In the middle of a grassy/mossy sward there is a rocky island bed, into which some 25 years ago a plant of heather seeded itself. Over the intervening period this grew into a fine upstanding clump 1m high and 3m in diameter, but latterly it has begun to show its age. Central stems have sprawled outwards and are beginning to die off, their bases becoming heavily encrusted with lungwort lichen Lobaria pulmonariaas light penetrates the interior of the clump. However, there is still life in the peripheral stems, which may have re-rooted themselves. Although it is not a sight to gladden the heart of a keen gardener, I have left the bush alone, to see if it would cast any light on the question of what age a single heather plant can attain without interference. The answer is, obviously, at least 25 years and possibly many more.
This sprawling clump has, in its old age, provided a nursery bed for the germination of tree seeds from the surrounding garden. It now shelters flourishing saplings of hazel, downy birch, rowan and eared willow, a couple of plants of bell heather Erica cinerea, and a variety of herbaceous perennials such as common dog-violet Viola riviniana.
These saplings led me to ponder the view from my garden across Loch Nedd, where heather-dominated rocky slopes come right down to the edge of the sea. Trees are colonising sheltered gulleys in these slopes, spreading out from established woodland slightly further inland, and I have been watching their gradual advance since we moved into our house in 1991. Their spring and autumn colours enable me to confidently identify the few species involved, albeit across 200m of sea. Along the upper edge of the rocky tide-line are isolated groups of aspen, there are scattered rowans, but the dominant species, as throughout Assynt, is downy birch. This last is the species that is pioneering the slow conversion of much of the area back to native deciduous woodland, through the dense protective cover of the heather.

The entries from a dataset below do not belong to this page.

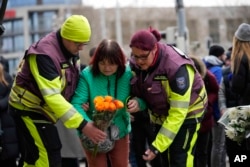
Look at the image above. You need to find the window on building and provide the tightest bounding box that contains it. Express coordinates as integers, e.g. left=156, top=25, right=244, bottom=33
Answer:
left=13, top=19, right=23, bottom=33
left=3, top=21, right=12, bottom=34
left=14, top=35, right=24, bottom=51
left=7, top=57, right=21, bottom=77
left=158, top=20, right=174, bottom=32
left=8, top=0, right=82, bottom=8
left=226, top=19, right=243, bottom=42
left=2, top=37, right=13, bottom=53
left=121, top=21, right=130, bottom=45
left=136, top=20, right=154, bottom=30
left=187, top=20, right=198, bottom=41
left=1, top=19, right=24, bottom=53
left=209, top=19, right=220, bottom=43
left=29, top=10, right=58, bottom=43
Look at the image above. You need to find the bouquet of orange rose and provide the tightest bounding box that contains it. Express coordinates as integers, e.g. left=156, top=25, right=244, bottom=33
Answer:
left=81, top=95, right=124, bottom=157
left=92, top=95, right=123, bottom=130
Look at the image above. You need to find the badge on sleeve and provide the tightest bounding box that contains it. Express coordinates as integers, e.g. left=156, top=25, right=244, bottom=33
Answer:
left=176, top=76, right=186, bottom=89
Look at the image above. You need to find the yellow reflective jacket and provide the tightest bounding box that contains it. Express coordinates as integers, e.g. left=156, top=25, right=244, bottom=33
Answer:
left=130, top=44, right=208, bottom=152
left=9, top=32, right=84, bottom=128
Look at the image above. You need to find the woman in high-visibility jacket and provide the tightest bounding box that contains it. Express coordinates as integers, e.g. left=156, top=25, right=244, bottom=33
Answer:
left=8, top=15, right=106, bottom=167
left=127, top=27, right=208, bottom=167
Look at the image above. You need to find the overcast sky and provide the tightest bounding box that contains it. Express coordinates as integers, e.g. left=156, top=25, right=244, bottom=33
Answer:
left=82, top=0, right=250, bottom=8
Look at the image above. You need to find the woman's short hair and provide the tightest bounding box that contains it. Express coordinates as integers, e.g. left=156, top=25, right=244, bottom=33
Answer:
left=90, top=39, right=126, bottom=78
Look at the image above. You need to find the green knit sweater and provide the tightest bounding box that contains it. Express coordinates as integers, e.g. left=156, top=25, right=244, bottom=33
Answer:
left=71, top=65, right=132, bottom=138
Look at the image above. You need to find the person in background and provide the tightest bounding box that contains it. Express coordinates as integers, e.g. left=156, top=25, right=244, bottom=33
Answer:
left=203, top=45, right=226, bottom=85
left=0, top=63, right=19, bottom=167
left=8, top=15, right=106, bottom=167
left=89, top=47, right=96, bottom=58
left=203, top=44, right=227, bottom=167
left=55, top=120, right=85, bottom=167
left=71, top=39, right=132, bottom=167
left=230, top=22, right=250, bottom=166
left=231, top=23, right=250, bottom=106
left=0, top=55, right=9, bottom=73
left=130, top=108, right=163, bottom=167
left=223, top=47, right=232, bottom=71
left=80, top=47, right=96, bottom=70
left=218, top=47, right=244, bottom=167
left=127, top=27, right=208, bottom=167
left=190, top=56, right=219, bottom=167
left=220, top=47, right=234, bottom=116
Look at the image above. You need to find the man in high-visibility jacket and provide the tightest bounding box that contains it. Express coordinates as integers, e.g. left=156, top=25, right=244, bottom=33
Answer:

Elsewhere in Assynt, this natural process is still being severely constrained by heavy grazing and browsing, mainly, nowadays, by red deer, although there were many sheep on the area in the past. Curiously, the deer seem to avoid these exposed seaward slopes; I have only ever seen one through my binoculars. The area has also, happily, escaped the disastrous effects of the muirburn, accidental or deliberate, which has, over the years, reduced the vegetation of large parts of the local landscape to ashes, and continues to do so in places.